Use a line chart for a single value over time
For showing one value over ordered time, prefer a line chart instead of an area chart to improve readability and mitigate an unnecessary zero-baseline requirement for readers following the trend.
- purpose:select
- basis:heuristic
- task:trend
- time:ordered-time
- chart:line:use
- chart:area:avoid
- quality:readability:use
- lever:chart-family
- measure:single
advice
Switch to a line chart
Use a line chart instead of an area chart when you are showing only one value over time. For example, remove the fill from a single time series and keep a line, especially when you do not want the y-axis to start at zero.
reason
Why a single series does not need an area
A single filled area adds little that a line does not already show. The line keeps the trend readable without imposing an area-chart treatment that is harder to label and often tied to a zero baseline.
Mechanism: The line chart keeps attention on the one changing value and avoids the extra area encoding that does not help the reader with a single series.
Evidence: The source recommends considering a line chart instead of an area chart when showing one value over time, especially if the y-axis should not start at zero (Muth, 2018).
context
Use when there is only one series
- User Goal: Show how one value changes over time.
- Task: Follow a single trend.
- Data: One temporal series.
- Chart Setting: A single-series area chart is being considered.
- Audience: Readers who need a straightforward reading of the trend.
- Success Criterion: The single trend is readable without unnecessary fill.
exceptions
Do not use when the series has only a few dates
Break it when: There are only a few dates. Why: The source says a column chart can also be a better choice in that case because labeling will be better.
costs
What you give up
Sacrifice: You give up the filled shape under the line. Risk: With only a few dates, the line chart may not label as well as a column chart. Mitigation: Switch to columns when the time series is very short.
mistakes
Common failure mode
Mistake: Using a filled area for a single time series by default.

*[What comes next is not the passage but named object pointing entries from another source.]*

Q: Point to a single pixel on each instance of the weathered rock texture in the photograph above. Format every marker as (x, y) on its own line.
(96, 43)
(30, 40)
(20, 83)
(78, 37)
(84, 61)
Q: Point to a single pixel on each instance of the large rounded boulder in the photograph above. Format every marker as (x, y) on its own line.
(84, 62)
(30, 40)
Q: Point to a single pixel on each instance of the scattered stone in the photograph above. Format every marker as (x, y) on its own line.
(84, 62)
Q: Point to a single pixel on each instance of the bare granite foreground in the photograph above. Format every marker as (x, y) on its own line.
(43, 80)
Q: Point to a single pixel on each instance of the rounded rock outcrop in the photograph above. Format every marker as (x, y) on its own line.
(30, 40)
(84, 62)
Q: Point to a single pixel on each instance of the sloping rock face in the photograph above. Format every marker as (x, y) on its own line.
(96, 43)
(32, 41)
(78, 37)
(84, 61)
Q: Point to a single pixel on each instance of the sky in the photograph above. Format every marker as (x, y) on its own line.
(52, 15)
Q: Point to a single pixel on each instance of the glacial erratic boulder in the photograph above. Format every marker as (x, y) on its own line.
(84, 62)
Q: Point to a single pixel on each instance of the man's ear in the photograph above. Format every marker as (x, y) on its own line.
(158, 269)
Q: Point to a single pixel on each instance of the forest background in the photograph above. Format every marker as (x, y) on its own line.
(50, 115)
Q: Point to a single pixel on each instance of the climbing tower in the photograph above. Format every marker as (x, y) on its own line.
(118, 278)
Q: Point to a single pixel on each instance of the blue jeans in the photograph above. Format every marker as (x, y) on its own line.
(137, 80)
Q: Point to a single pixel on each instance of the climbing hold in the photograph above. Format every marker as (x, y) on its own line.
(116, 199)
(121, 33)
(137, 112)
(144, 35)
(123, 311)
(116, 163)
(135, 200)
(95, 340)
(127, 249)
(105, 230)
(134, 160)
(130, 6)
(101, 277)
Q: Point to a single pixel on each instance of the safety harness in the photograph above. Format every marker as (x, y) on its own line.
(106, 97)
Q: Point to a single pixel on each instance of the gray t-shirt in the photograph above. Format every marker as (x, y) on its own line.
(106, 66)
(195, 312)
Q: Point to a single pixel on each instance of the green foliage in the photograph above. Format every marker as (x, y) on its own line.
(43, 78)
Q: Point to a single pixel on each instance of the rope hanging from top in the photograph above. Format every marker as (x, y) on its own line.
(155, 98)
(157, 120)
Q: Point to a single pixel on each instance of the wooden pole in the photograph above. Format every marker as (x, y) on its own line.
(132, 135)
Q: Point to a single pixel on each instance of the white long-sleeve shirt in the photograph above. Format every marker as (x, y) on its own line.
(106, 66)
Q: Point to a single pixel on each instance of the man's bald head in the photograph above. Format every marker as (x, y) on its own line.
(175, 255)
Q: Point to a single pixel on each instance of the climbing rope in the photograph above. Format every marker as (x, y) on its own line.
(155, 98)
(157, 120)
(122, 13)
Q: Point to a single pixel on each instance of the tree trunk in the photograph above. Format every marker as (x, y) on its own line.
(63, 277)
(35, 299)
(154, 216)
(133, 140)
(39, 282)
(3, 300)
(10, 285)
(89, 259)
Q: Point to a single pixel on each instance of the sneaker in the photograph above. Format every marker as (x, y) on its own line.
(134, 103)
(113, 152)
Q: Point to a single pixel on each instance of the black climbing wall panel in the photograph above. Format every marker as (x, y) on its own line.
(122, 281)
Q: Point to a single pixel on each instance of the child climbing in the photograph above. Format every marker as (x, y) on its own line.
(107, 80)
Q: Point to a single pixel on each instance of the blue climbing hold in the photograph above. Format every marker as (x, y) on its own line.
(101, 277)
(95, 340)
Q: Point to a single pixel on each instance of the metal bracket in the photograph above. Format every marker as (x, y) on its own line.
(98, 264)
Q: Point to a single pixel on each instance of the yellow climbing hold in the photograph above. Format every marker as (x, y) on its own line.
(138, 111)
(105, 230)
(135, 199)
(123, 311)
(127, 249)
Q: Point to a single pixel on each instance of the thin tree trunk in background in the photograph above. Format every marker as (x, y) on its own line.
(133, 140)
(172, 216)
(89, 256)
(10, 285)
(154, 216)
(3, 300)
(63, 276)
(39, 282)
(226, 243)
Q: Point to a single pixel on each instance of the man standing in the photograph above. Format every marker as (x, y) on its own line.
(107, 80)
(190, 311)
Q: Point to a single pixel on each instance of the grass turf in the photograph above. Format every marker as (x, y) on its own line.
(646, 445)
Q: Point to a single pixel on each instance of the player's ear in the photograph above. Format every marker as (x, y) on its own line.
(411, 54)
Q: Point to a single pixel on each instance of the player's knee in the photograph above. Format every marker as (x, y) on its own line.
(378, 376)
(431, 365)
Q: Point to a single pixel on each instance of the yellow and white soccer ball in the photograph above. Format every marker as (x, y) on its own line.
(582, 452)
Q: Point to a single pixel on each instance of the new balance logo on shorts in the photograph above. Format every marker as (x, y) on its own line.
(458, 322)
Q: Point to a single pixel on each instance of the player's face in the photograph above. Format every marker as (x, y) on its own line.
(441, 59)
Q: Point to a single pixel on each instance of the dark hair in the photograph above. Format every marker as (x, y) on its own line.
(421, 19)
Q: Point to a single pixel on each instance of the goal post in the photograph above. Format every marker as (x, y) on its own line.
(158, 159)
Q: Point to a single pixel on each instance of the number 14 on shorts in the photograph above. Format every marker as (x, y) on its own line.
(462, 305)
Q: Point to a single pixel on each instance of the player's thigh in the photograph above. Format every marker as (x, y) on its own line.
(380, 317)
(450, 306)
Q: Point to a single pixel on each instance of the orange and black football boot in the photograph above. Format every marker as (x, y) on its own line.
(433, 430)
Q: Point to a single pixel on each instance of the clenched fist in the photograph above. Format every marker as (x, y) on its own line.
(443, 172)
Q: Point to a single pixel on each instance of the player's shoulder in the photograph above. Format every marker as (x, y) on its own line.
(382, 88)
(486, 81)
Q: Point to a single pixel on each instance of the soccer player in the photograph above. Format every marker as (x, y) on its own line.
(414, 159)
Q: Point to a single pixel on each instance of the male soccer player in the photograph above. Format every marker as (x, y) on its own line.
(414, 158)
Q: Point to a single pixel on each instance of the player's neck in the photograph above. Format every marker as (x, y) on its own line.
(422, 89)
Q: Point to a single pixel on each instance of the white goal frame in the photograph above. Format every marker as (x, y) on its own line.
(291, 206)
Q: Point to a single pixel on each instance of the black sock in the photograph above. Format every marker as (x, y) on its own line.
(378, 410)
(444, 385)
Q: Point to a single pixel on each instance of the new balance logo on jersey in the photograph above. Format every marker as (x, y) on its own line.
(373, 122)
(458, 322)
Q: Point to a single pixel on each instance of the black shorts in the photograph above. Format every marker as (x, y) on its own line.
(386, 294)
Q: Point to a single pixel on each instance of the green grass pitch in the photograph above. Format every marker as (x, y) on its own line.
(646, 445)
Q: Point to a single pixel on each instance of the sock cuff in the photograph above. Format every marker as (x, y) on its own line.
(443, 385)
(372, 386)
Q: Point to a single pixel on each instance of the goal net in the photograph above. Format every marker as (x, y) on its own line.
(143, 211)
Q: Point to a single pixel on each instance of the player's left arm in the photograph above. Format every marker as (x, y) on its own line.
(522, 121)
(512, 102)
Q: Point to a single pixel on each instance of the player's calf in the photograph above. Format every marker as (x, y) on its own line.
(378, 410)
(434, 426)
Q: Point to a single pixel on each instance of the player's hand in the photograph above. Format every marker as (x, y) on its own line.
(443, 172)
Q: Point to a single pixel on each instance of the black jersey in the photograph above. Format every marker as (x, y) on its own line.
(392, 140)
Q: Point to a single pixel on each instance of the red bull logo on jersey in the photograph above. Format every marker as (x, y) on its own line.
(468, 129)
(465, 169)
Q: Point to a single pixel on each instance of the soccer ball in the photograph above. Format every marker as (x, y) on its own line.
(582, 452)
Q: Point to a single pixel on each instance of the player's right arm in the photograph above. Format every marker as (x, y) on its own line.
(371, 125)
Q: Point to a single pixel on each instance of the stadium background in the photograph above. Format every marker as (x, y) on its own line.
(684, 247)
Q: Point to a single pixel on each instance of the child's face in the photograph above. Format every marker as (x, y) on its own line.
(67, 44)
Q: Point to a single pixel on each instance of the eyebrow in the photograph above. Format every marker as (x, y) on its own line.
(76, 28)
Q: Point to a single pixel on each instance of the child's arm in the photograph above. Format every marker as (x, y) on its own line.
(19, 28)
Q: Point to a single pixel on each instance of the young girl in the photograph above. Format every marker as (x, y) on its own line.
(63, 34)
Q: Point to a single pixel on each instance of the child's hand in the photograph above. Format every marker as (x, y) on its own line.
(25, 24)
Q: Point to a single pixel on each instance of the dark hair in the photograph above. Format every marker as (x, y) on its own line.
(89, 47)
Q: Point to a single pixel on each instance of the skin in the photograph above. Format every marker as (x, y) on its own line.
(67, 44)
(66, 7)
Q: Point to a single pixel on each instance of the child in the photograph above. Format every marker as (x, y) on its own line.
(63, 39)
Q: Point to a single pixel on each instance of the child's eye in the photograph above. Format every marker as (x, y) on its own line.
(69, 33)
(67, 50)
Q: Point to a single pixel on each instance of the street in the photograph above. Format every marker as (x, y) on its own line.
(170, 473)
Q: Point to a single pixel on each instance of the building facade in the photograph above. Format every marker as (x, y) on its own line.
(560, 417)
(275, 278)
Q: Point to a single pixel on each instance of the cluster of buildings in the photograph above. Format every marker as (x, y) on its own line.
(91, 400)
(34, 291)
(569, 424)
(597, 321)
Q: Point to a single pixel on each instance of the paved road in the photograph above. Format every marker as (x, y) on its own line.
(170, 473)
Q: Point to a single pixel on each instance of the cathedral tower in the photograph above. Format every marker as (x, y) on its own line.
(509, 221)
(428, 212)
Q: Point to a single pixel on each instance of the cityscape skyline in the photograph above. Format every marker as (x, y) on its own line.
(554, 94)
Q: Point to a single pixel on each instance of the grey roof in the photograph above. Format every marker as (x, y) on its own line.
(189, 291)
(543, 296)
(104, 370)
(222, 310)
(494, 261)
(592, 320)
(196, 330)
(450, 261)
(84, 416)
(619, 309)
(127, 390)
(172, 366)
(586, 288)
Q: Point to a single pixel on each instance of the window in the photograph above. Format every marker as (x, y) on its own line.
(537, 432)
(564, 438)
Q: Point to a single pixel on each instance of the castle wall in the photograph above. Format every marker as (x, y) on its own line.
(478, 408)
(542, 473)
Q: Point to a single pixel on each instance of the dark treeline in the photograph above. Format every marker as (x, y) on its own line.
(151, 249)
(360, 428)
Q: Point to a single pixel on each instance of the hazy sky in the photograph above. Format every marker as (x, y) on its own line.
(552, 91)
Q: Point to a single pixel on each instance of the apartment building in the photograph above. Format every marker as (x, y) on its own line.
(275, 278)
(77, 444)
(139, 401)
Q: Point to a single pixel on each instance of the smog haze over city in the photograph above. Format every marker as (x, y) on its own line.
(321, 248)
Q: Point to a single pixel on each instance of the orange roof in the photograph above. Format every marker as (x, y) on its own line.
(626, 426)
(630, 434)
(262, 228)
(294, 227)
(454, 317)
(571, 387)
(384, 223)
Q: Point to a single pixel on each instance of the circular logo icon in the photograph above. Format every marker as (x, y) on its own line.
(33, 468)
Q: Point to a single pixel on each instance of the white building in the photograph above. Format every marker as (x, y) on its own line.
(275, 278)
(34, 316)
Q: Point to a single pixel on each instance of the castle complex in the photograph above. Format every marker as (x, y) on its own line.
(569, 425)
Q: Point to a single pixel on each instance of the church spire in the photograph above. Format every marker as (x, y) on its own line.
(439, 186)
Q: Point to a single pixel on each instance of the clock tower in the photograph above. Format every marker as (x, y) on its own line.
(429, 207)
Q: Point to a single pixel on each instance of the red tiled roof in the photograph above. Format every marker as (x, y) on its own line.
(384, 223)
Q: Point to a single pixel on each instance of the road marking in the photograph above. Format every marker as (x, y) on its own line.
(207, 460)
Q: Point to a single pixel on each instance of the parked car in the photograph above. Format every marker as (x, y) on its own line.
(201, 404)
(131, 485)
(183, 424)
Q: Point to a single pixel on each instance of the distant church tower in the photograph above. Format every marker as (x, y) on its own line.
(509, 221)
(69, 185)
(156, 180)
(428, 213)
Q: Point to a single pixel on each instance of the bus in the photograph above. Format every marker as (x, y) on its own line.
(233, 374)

Why it fails: The extra fill does not add much, and it can force a less flexible y-axis treatment.
check
How to test the choice
Failure Sign: The chart contains only one temporal series but still uses a filled area. Quick Check: Make a line-chart version and compare whether the trend reads just as well or better. Stronger Test: If you want a y-axis that does not start at zero, reject the area chart.
fix
What to change
- Remove the fill and keep the series as a line.
- If the series has only a few dates, try a column chart instead.
- Keep the area form only if the filled shape itself is essential to the message.